Her top team is split on whether to request a long delay to Brexit from the EU and seek to negotiate a closer relationship with Brussels, or leave the EU without a deal on 12 April.
The Prime Minister would have been under intense pressure to compromise on her red lines – including taking the UK out of the EU’s customs union and Single Market – had MPs backed any of the proposals last night.
Instead, Tory grandee and anti-Brexit MP Ken Clarke’s call for a customs union lost by three votes, Boles’ Single Market plan was defeated by 21, while an attempt to force a referendum on the final agreement went down by 12 votes.
Sterling initially fell from just over $1.309 before the vote to $1.303 following the results, as traders saw the likelihood of a softer Brexit reduce.
Speaking just after the results were announced by speaker John Bercow, an emotional Nick Boles said: “I’ve given everything to an attempt to find a compromise that can take this country out of the European Union while maintaining our economic strength and our political cohesion.
“I accept I have failed. I have failed chiefly because my party refuses to compromise. I regret therefore to announce that I can no longer sit for this party.”

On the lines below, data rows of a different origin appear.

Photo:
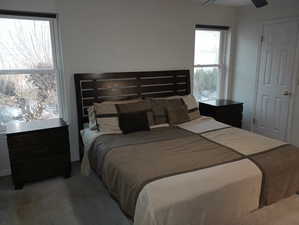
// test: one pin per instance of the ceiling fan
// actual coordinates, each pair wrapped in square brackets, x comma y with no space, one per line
[257,3]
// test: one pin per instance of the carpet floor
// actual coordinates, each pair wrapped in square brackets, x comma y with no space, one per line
[83,200]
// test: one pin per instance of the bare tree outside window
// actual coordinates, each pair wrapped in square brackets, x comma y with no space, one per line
[208,63]
[28,89]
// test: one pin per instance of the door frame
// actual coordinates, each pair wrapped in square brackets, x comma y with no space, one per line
[295,78]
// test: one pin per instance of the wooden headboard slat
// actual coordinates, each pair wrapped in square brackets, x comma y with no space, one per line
[91,88]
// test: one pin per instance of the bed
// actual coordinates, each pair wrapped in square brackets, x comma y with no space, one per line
[199,172]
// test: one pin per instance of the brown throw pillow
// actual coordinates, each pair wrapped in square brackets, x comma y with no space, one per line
[141,106]
[133,122]
[177,112]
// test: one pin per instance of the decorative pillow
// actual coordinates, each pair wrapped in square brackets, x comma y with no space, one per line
[159,110]
[92,118]
[141,106]
[107,116]
[133,122]
[177,111]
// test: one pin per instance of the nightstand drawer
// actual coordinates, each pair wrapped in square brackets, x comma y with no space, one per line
[37,150]
[40,168]
[225,111]
[37,138]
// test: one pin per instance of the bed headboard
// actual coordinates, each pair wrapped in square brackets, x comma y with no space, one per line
[91,88]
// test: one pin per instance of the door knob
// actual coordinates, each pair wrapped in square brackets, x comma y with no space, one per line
[287,93]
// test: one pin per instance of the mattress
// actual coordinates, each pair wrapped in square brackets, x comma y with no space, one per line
[189,174]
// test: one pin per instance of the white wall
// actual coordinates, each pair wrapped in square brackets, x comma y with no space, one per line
[248,37]
[123,35]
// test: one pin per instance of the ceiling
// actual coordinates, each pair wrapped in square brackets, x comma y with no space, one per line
[234,2]
[228,2]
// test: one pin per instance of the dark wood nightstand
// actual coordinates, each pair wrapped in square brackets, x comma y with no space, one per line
[225,111]
[38,150]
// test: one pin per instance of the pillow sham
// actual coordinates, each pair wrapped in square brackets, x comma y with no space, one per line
[140,106]
[177,111]
[159,110]
[107,115]
[133,122]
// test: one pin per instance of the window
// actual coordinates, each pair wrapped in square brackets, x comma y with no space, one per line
[209,62]
[28,69]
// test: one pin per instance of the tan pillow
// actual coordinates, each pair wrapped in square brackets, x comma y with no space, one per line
[140,106]
[177,111]
[192,105]
[92,121]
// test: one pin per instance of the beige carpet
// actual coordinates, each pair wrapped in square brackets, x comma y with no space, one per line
[84,201]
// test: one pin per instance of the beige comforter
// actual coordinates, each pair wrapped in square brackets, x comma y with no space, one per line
[204,173]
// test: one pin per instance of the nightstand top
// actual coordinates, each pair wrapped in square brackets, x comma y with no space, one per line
[221,102]
[22,127]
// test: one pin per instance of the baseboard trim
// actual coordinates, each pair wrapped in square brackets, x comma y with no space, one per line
[5,172]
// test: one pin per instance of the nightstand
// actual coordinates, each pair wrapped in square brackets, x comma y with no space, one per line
[38,150]
[225,111]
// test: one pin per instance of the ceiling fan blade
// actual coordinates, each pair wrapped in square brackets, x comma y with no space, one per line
[259,3]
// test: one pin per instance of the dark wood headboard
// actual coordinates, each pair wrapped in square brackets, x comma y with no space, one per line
[91,88]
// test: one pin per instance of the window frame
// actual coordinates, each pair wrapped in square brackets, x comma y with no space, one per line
[222,65]
[56,53]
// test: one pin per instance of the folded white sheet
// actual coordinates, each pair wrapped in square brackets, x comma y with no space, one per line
[202,124]
[212,196]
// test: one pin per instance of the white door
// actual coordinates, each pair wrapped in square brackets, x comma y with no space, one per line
[277,65]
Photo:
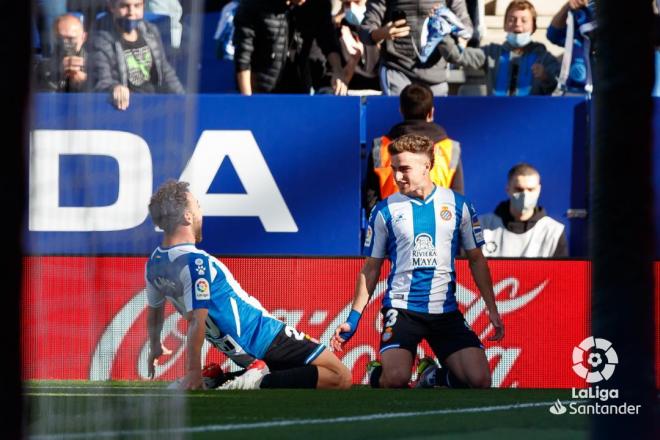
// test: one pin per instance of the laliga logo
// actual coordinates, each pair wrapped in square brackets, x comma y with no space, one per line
[600,357]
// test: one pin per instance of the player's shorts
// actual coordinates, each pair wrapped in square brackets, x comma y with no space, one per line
[292,348]
[446,333]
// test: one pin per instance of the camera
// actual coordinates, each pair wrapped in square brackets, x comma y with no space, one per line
[398,14]
[68,47]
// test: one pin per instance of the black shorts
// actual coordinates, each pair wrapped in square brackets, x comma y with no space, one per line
[292,348]
[446,333]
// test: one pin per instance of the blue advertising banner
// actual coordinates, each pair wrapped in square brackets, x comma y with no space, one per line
[274,175]
[497,132]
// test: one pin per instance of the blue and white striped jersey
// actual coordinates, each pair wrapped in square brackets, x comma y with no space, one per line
[190,278]
[421,239]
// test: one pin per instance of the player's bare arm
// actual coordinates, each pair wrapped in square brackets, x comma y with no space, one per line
[364,288]
[155,316]
[481,275]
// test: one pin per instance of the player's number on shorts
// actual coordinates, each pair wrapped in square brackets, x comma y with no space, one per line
[293,333]
[390,317]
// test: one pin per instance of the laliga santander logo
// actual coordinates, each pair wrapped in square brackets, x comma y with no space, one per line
[599,356]
[106,352]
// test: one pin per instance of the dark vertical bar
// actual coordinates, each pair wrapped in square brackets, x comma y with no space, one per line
[15,76]
[622,211]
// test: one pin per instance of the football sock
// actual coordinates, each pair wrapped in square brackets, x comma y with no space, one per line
[301,377]
[374,379]
[444,377]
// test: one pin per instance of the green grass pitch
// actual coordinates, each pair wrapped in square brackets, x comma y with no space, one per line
[70,410]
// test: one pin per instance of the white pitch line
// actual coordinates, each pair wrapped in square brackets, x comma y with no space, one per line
[296,422]
[170,394]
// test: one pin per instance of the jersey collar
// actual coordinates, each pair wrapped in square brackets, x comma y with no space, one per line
[426,200]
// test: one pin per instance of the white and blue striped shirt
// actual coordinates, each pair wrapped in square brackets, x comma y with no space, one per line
[190,278]
[421,239]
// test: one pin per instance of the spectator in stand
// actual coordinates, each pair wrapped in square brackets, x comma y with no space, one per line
[129,58]
[519,227]
[272,43]
[66,69]
[360,60]
[571,28]
[519,66]
[399,27]
[416,107]
[47,12]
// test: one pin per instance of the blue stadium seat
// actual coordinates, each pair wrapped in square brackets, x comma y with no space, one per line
[215,76]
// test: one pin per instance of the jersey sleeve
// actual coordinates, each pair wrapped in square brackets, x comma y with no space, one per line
[196,280]
[155,299]
[471,233]
[375,240]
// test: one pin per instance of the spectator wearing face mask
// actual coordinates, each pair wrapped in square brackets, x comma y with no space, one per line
[360,60]
[519,66]
[128,55]
[66,69]
[519,227]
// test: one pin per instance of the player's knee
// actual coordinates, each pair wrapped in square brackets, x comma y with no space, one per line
[481,380]
[341,377]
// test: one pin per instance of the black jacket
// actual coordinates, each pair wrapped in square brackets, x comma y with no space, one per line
[109,63]
[270,36]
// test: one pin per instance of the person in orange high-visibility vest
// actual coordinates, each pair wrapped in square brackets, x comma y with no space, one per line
[416,106]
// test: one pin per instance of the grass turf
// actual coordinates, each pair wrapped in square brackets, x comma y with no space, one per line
[147,410]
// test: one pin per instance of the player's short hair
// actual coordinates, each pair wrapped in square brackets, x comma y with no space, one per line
[416,101]
[168,205]
[522,169]
[521,5]
[414,144]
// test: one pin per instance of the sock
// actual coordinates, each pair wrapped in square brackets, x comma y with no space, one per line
[301,377]
[444,377]
[374,379]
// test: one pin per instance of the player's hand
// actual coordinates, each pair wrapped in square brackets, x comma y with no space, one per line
[120,97]
[155,351]
[339,86]
[337,341]
[496,321]
[391,31]
[577,4]
[192,381]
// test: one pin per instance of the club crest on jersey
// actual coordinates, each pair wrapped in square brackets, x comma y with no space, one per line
[387,334]
[445,213]
[399,217]
[199,267]
[202,290]
[424,254]
[368,236]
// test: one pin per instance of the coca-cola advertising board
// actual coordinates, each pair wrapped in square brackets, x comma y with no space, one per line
[85,317]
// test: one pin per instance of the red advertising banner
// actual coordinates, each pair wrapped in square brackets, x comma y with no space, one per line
[85,317]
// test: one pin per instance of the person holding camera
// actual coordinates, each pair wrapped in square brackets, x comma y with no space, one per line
[400,28]
[66,69]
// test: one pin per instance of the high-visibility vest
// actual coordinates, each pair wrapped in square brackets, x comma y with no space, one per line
[446,156]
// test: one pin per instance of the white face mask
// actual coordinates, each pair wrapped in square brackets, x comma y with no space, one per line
[524,201]
[519,40]
[354,14]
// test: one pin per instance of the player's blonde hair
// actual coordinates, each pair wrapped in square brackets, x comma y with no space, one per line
[412,143]
[168,205]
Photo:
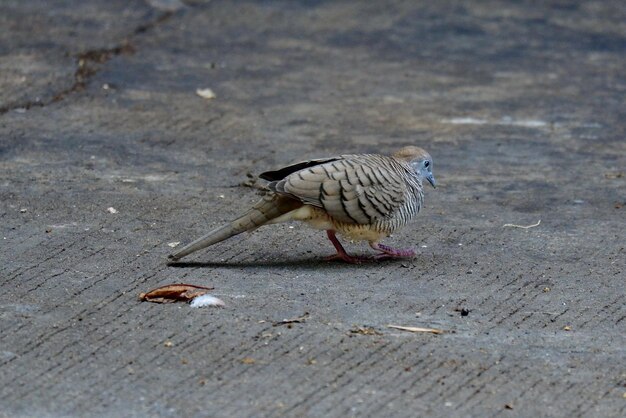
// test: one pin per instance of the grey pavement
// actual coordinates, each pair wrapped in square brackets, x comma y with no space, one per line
[521,104]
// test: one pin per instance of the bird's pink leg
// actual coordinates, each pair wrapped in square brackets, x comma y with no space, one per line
[388,252]
[341,253]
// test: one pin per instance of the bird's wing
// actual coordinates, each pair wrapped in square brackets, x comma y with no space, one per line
[358,189]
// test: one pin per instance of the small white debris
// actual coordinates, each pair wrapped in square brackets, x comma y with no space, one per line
[206,93]
[522,226]
[466,121]
[206,300]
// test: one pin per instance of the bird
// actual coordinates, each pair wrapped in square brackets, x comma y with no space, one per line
[362,197]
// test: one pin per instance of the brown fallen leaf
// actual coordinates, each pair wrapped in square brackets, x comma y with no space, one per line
[365,331]
[416,329]
[297,320]
[174,293]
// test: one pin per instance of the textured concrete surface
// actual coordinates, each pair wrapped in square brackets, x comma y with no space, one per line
[521,105]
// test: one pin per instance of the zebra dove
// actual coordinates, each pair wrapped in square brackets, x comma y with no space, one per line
[363,197]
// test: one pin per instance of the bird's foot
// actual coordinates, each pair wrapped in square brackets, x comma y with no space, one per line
[389,252]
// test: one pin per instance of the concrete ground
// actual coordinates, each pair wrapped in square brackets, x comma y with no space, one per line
[520,103]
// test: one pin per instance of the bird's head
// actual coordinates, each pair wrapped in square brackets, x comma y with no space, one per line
[420,161]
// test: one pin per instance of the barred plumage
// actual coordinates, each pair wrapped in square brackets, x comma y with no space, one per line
[361,196]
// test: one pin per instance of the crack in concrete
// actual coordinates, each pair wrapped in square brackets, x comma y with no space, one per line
[89,63]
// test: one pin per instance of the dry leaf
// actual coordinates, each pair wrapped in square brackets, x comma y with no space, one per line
[206,93]
[365,331]
[416,329]
[174,293]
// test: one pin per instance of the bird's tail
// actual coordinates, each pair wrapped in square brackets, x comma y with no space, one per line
[270,207]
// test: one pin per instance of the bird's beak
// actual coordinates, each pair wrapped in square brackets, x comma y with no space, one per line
[431,180]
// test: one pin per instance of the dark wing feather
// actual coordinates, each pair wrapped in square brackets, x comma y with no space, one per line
[358,189]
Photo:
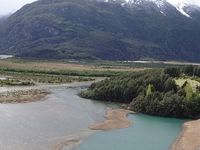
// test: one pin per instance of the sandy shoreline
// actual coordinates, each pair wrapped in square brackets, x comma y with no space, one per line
[23,96]
[114,119]
[189,139]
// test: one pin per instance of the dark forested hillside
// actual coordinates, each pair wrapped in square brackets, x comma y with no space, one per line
[91,29]
[153,92]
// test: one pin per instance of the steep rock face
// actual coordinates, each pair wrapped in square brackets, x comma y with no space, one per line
[98,29]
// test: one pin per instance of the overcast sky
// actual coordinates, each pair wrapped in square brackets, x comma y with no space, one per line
[9,6]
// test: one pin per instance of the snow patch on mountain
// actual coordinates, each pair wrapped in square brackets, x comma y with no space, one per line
[178,4]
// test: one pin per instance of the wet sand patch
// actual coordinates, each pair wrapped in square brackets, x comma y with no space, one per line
[114,119]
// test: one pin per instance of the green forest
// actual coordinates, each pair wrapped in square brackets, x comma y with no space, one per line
[153,92]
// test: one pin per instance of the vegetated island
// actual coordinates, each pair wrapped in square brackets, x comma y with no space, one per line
[170,92]
[23,96]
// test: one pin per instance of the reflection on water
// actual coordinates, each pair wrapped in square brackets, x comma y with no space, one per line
[39,125]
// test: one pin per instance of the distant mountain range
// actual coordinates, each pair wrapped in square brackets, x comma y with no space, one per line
[104,29]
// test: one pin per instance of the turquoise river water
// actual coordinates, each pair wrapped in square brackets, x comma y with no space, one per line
[63,114]
[146,133]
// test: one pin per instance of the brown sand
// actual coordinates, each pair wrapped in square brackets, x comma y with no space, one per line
[189,138]
[23,96]
[115,119]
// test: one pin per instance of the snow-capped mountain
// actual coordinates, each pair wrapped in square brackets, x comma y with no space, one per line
[104,29]
[185,7]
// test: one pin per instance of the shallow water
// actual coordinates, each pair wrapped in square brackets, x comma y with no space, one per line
[40,125]
[146,133]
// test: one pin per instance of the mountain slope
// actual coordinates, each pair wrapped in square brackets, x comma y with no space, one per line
[98,29]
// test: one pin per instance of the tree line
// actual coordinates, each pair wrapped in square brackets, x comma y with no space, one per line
[152,91]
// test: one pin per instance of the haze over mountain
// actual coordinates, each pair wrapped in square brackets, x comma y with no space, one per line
[104,29]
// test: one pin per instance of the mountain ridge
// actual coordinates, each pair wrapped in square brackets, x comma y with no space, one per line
[93,29]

Suggestions of Tory MPs quitting the party had been circulating Westminster for much of yesterday, fuelled by former Brexit minister Steve Baker’s comments in an interview on the BBC’s Politics Live show.
Asked if he would back a motion of no confidence in his own government, tabled by Labour, Baker replied: “At this point, I can see no circumstances while as a Conservative MP, I vote against the government in a confidence motion.
“But we are approaching a point where the stakes are so very high and so transcend party politics and what this country is about, and the fundamental British value that political power rests on consent, that I think these things are coming on to the table.”
Baker, who is deputy chairman of the European Research Group of Conservative MPs, last week decried those in his party who supported the Prime Minister’s deal as “fools and knaves and cowards” who have an “addiction to power.” He even suggested he may “resign the whip”.
If the government did lose a confidence vote, the wheels would be set in motion for a General Election, during which the UK’s EU departure would effectively be suspended.